Researchers Surprised by Opioid Scripts for Low-Risk Surgical Procedures


Opioid-naive adults who underwent at least one of four low-risk surgical procedures—carpal tunnel release, laparoscopic cholecystectomy, inguinal hernia repair and knee arthroscopy—in the years 2004, 2008 and 2012 were prescribed over time an increasing mean opioid morphine equivalent for postoperative pain. The adjusted increase was highest for knee arthroscopy (18%), according to a JAMA research letter (2016 Mar 15. doi: 10.1001/jama.2016.0130. [Epub ahead of print]).

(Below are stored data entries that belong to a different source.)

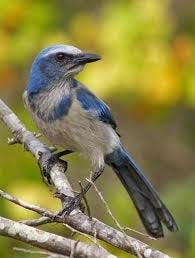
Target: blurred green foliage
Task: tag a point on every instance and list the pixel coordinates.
(147, 71)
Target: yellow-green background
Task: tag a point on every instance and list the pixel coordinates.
(147, 75)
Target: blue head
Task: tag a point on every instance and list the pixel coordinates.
(55, 64)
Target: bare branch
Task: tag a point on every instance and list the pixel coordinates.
(49, 241)
(48, 254)
(37, 222)
(76, 219)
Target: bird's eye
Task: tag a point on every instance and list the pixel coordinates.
(60, 57)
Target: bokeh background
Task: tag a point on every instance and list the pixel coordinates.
(147, 76)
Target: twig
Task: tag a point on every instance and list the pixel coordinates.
(123, 229)
(48, 241)
(77, 220)
(49, 254)
(85, 200)
(93, 239)
(37, 222)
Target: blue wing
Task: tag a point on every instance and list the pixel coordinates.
(95, 105)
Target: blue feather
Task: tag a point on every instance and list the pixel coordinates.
(95, 105)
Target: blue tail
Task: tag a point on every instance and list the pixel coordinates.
(151, 209)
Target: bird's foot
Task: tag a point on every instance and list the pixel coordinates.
(47, 162)
(72, 204)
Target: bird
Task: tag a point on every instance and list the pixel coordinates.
(69, 115)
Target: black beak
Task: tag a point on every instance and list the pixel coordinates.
(85, 58)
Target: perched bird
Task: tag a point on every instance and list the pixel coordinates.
(71, 116)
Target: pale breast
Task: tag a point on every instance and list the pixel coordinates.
(80, 131)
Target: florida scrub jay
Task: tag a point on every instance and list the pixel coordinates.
(71, 116)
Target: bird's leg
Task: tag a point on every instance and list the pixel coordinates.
(75, 201)
(46, 163)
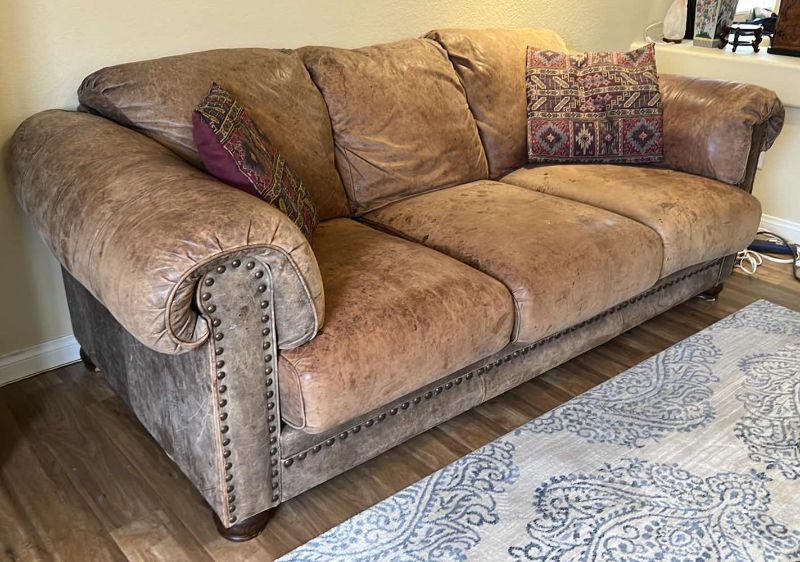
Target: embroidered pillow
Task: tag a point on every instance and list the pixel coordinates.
(594, 107)
(235, 151)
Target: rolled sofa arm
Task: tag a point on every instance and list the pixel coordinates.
(139, 227)
(709, 125)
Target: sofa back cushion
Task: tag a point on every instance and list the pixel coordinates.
(157, 97)
(401, 122)
(491, 66)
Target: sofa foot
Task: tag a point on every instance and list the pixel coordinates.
(247, 530)
(88, 363)
(712, 294)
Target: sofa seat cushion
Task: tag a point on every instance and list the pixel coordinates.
(399, 316)
(563, 261)
(400, 120)
(698, 219)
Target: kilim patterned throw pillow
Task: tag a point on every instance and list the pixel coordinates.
(235, 151)
(594, 107)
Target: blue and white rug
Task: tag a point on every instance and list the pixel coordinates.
(692, 455)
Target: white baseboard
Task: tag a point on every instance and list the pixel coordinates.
(787, 229)
(39, 358)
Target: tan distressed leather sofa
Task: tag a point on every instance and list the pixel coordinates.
(444, 271)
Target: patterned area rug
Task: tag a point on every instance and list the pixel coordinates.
(693, 454)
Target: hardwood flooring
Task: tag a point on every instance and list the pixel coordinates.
(81, 480)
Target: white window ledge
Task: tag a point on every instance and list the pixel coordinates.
(776, 72)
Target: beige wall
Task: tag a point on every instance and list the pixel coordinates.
(47, 46)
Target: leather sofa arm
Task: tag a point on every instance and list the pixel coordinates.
(709, 125)
(140, 228)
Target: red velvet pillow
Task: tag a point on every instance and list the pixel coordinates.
(235, 151)
(594, 107)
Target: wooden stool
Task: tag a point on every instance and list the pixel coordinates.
(740, 30)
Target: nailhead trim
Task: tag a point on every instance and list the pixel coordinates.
(480, 371)
(218, 335)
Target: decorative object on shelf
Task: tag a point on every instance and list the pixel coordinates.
(711, 19)
(786, 40)
(739, 30)
(675, 22)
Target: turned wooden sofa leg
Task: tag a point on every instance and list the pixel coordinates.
(246, 530)
(712, 294)
(87, 362)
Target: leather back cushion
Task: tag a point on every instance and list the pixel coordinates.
(157, 97)
(491, 65)
(400, 120)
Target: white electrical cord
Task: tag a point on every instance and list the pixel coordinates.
(749, 261)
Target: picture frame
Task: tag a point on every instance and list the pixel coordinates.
(712, 18)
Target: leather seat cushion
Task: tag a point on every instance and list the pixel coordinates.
(698, 219)
(563, 261)
(399, 316)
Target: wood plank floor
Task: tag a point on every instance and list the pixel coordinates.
(81, 480)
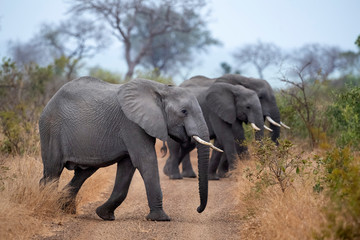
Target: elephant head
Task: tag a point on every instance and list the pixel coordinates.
(266, 96)
(163, 111)
(235, 102)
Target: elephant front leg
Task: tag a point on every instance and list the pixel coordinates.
(73, 187)
(214, 162)
(150, 174)
(171, 167)
(125, 172)
(188, 171)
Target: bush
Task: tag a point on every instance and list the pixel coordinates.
(345, 118)
(155, 76)
(23, 93)
(275, 165)
(342, 185)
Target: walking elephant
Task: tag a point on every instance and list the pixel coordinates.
(225, 107)
(89, 124)
(269, 108)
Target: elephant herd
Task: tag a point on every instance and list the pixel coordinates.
(89, 124)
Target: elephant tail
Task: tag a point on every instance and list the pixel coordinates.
(163, 150)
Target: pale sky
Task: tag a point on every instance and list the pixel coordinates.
(287, 23)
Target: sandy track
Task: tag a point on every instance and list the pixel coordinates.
(180, 200)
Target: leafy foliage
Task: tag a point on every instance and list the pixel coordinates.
(275, 165)
(23, 93)
(105, 75)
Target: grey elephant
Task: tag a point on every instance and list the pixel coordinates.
(225, 107)
(89, 124)
(269, 109)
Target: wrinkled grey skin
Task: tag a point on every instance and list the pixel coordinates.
(268, 105)
(90, 124)
(266, 96)
(225, 107)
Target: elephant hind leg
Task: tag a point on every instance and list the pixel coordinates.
(52, 160)
(73, 187)
(125, 172)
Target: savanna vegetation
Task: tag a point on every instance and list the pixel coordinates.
(306, 187)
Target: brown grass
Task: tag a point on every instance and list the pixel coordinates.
(23, 204)
(26, 209)
(272, 214)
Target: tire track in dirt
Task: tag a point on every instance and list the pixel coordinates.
(180, 200)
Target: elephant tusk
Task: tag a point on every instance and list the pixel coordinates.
(199, 140)
(283, 124)
(267, 128)
(255, 127)
(272, 121)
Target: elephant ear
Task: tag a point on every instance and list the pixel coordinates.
(141, 102)
(220, 100)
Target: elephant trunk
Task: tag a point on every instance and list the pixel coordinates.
(259, 134)
(203, 163)
(275, 134)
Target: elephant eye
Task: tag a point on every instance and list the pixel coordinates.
(184, 111)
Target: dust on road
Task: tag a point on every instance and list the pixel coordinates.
(180, 200)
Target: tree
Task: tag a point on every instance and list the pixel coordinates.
(150, 30)
(70, 41)
(227, 69)
(321, 61)
(260, 55)
(351, 60)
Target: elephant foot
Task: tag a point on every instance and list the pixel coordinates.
(158, 215)
(166, 170)
(68, 206)
(224, 174)
(175, 176)
(188, 174)
(105, 214)
(213, 176)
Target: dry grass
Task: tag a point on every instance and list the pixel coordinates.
(272, 214)
(26, 209)
(23, 204)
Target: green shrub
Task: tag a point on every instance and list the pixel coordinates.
(105, 75)
(275, 165)
(156, 76)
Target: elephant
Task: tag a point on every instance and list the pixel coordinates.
(225, 108)
(269, 108)
(89, 124)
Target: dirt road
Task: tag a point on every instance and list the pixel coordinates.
(180, 200)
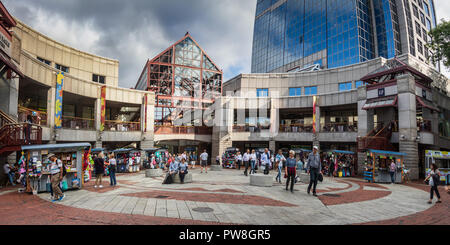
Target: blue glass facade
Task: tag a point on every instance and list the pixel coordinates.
(349, 31)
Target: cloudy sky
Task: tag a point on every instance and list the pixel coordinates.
(136, 30)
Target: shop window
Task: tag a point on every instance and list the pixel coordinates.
(98, 78)
(262, 92)
(311, 90)
(295, 91)
(44, 61)
(62, 68)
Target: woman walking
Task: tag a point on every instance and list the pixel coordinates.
(433, 179)
(112, 169)
(99, 164)
(253, 160)
(289, 171)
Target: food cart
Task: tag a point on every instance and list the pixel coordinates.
(38, 165)
(442, 160)
(377, 166)
(345, 162)
(128, 160)
(228, 158)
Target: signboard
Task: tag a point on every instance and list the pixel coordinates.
(5, 42)
(58, 103)
(102, 108)
(314, 113)
(381, 92)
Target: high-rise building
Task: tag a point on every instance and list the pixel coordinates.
(292, 34)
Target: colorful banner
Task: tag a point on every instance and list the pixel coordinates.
(102, 108)
(314, 113)
(145, 112)
(58, 100)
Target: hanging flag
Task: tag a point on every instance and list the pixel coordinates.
(145, 113)
(102, 108)
(314, 113)
(58, 100)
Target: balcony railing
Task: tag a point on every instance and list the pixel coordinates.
(39, 117)
(183, 130)
(339, 128)
(20, 134)
(296, 128)
(121, 126)
(69, 122)
(424, 126)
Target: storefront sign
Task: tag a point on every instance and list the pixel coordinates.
(58, 103)
(102, 108)
(314, 113)
(5, 43)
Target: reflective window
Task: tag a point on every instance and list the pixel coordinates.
(295, 91)
(262, 92)
(345, 86)
(311, 90)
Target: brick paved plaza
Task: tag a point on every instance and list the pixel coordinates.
(230, 199)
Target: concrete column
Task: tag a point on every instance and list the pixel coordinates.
(407, 123)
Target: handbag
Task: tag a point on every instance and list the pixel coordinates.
(320, 177)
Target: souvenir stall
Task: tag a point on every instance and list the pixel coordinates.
(128, 160)
(442, 160)
(378, 163)
(38, 165)
(344, 161)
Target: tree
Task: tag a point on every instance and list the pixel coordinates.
(440, 44)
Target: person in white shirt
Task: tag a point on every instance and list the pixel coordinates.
(239, 160)
(253, 158)
(246, 160)
(204, 161)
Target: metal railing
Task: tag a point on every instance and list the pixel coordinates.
(340, 127)
(20, 134)
(121, 126)
(183, 130)
(39, 117)
(69, 122)
(296, 128)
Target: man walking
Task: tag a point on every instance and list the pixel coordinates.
(246, 159)
(314, 167)
(204, 161)
(56, 172)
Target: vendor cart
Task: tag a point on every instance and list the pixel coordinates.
(378, 163)
(128, 160)
(442, 160)
(345, 161)
(38, 165)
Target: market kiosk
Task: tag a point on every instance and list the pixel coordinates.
(442, 160)
(37, 165)
(128, 160)
(345, 162)
(377, 166)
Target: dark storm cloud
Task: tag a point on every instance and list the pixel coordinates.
(133, 31)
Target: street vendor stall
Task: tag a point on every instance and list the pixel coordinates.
(377, 166)
(128, 160)
(442, 160)
(344, 162)
(38, 165)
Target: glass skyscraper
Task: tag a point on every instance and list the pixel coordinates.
(292, 34)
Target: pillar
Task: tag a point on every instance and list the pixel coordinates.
(407, 123)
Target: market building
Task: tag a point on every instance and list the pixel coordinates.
(71, 96)
(186, 82)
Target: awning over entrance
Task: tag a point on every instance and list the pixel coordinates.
(10, 65)
(426, 104)
(381, 102)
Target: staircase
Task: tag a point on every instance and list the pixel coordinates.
(378, 139)
(13, 134)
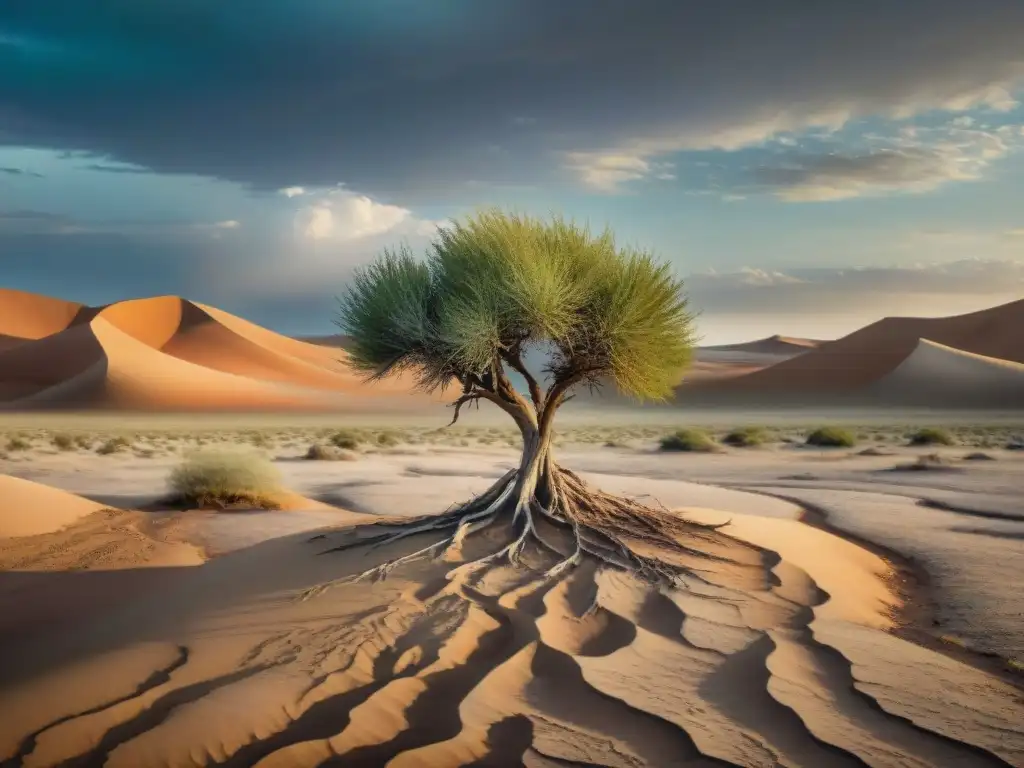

The study authors evaluated a cohort of 155,297 patients from the Clinformatics Data Mart Database. Within seven days after surgery, 80% of patients filled a prescription for an opioid, with 86.4% of prescriptions for either hydrocodone-acetaminophen or oxycodone-acetaminophen.

“Anesthesiologists, surgeons and intensivists spend a lot of time thinking about how best to care for surgical patients while in the hospital,” said lead author Hannah Wunsch, MD, a staff physician in the Department of Critical Care Medicine at Sunnybrook Hospital, in Toronto.

“But more and more we recognize that what we do in the hospital is only part of the story and that many of the problems faced by patients occur after hospital discharge. There is a paucity of data on prescribing practices for patients after surgery.”

The authors were surprised by the amount of opioids prescribed per day for procedures that are considered relatively minor and, therefore, “are unlikely to be associated with a lot of postoperative pain for most people,” Dr. Wunsch said.

The researchers hope that their study, along with new guidelines and other research, will help clinicians recognize the need to evaluate their own prescribing practices.

“Individual prescribers may want to assess whether their prescribing habits have changed and why,” Dr. Wunsch said. “The increase in opioids prescribed may be due to a perception that pain was being undertreated in many patients, or it is an attempt to try to minimize the number of patients who need to be reassessed after discharge.”

Joseph V. Pergolizzi Jr., MD, adjunct assistant professor of medicine at Johns Hopkins School of Medicine, in Baltimore, said the study underscores the ongoing concern of excessive opioid prescribing in a postoperative pain setting.

However, he noted that pain is very individualized, so some patients may require more pain relief than others. In addition, because these patients are no longer under the direct supervision of a physician once discharged from the hospital, it is important that they “have adequate analgesic coverage, thus potentially being prescribed more than they use,” Dr. Pergolizzi said.

Because there are data lacking for a pain trajectory, “we do not know exactly what is going to happen for every person,” Dr. Pergolizzi said. “By not knowing individual pain phenotypes, physicians with the best intentions may overprescribe.” He also said there needs to be a balance between access to these medications for patients who need them and appropriate opioid prescribing, “so that excess amounts of opioids are not prescribed that could potentially find their way out into the general public.”

“There is clearly increasing awareness of the need to be judicious in prescribing opioids,” said Dr. Wunsch. “Care around surgery represents a unique opportunity to focus on ensuring adequate, but not excessive, acute pain treatment. However, the need for large quantities of opioids as the mainstay of routine postoperative care for many patients needs to be reassessed.”